Per giorni avrebbe cercato di nascondere la morte della madre raccontando ai vicini che era partita per la Svizzera per un intervento alla cataratta. Poi, davanti ai carabinieri, Francesco Oliveto, 48 anni, avrebbe ammesso: “Ho ucciso mia madre”.
Vittoria Maria Rosa De Donato
La vittima è Vittoria Maria Rosa De Donato, 78 anni. Il suo corpo è stato ritrovato in una rimessa, vicino all’abitazione di via Macchiagodena, nella zona di San Vittorino, alla periferia est di Roma. Era nascosto dentro una struttura di mattoni e cemento, poi demolita con l’intervento dei vigili del fuoco.
A far partire gli accertamenti sono stati i sospetti dei vicini e la denuncia di scomparsa presentata dai familiari. I carabinieri della compagnia di Tivoli e del nucleo investigativo di Frascati sono arrivati nell’abitazione dove madre e figlio vivevano insieme. Messo davanti alle domande dei militari, il 48enne avrebbe ceduto, indicando anche il punto in cui era stato occultato il cadavere.
Roma – Uccide la madre e mura il cadavere in cantina per nasconderlo
Secondo la ricostruzione degli investigatori, coordinati dal procuratore aggiunto Maurizio Arcuri, la donna sarebbe stata uccisa al culmine di una lite. Oliveto avrebbe riferito di averla spinta, facendole battere la testa contro un tavolo. Poi, mentre era a terra, l’avrebbe colpita con un mattarello.
Il delitto, secondo quanto emerso, risalirebbe al 29 maggio. Nella notte successiva, l’uomo avrebbe trasportato il corpo nella cantina e lo avrebbe coperto con mattoni e cemento. Per alcuni giorni avrebbe continuato a fornire ai condomini una versione ritenuta poco credibile: la madre, diceva, era all’estero e non doveva essere disturbata.
Alcuni residenti hanno raccontato di aver sentito, la mattina del 29 maggio, forti rumori provenire dall’appartamento. Solo dopo l’arrivo dei carabinieri avrebbero collegato quei rumori alla tragedia.
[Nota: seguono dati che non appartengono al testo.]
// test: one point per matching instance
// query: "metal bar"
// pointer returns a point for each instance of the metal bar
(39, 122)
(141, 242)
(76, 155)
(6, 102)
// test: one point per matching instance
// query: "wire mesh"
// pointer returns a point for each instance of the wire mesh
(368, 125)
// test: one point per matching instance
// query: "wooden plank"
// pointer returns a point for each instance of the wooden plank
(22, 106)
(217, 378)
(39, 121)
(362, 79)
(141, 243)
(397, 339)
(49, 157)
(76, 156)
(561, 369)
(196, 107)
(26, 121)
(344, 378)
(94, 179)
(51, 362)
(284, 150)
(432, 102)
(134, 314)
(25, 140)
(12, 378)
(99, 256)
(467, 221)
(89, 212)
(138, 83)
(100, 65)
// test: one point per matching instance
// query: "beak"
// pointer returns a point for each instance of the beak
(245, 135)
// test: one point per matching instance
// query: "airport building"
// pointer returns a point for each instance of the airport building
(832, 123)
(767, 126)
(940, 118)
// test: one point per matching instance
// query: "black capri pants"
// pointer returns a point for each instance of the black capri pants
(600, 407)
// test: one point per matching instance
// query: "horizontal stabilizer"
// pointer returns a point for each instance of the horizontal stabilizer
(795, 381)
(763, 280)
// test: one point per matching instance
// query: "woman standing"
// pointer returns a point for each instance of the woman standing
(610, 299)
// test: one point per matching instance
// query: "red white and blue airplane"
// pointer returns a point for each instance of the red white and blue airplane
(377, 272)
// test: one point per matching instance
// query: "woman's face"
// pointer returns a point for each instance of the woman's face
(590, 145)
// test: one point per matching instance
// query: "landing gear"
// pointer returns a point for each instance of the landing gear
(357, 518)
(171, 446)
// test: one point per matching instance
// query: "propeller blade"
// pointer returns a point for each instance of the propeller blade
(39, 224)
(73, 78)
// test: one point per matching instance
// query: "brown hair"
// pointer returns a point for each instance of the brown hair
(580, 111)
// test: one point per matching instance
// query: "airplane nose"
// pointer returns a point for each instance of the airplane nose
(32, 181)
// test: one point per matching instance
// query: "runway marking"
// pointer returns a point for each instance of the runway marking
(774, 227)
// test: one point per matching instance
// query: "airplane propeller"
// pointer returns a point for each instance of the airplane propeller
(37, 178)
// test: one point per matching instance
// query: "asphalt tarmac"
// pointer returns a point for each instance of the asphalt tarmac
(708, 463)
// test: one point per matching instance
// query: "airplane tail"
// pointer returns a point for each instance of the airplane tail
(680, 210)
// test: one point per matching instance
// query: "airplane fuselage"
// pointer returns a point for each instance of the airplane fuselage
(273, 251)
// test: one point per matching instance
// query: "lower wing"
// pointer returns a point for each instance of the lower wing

Oliveto, romano, incensurato e disoccupato, è stato portato in caserma e poi fermato. La procura di Roma ha aperto un fascicolo per omicidio. Gli accertamenti proseguono per chiarire la dinamica esatta, il movente e i tempi della morte. Sul corpo della 78enne è stata disposta l’autopsia.
Presunzione di innocenza
Nel sistema penale italiano vige la presunzione di innocenza fino alla sentenza definitiva. Presunzione di innocenza che si basa sull’articolo 27 della costituzione italiana secondo il quale una persona “non è considerata colpevole sino alla condanna definitiva”.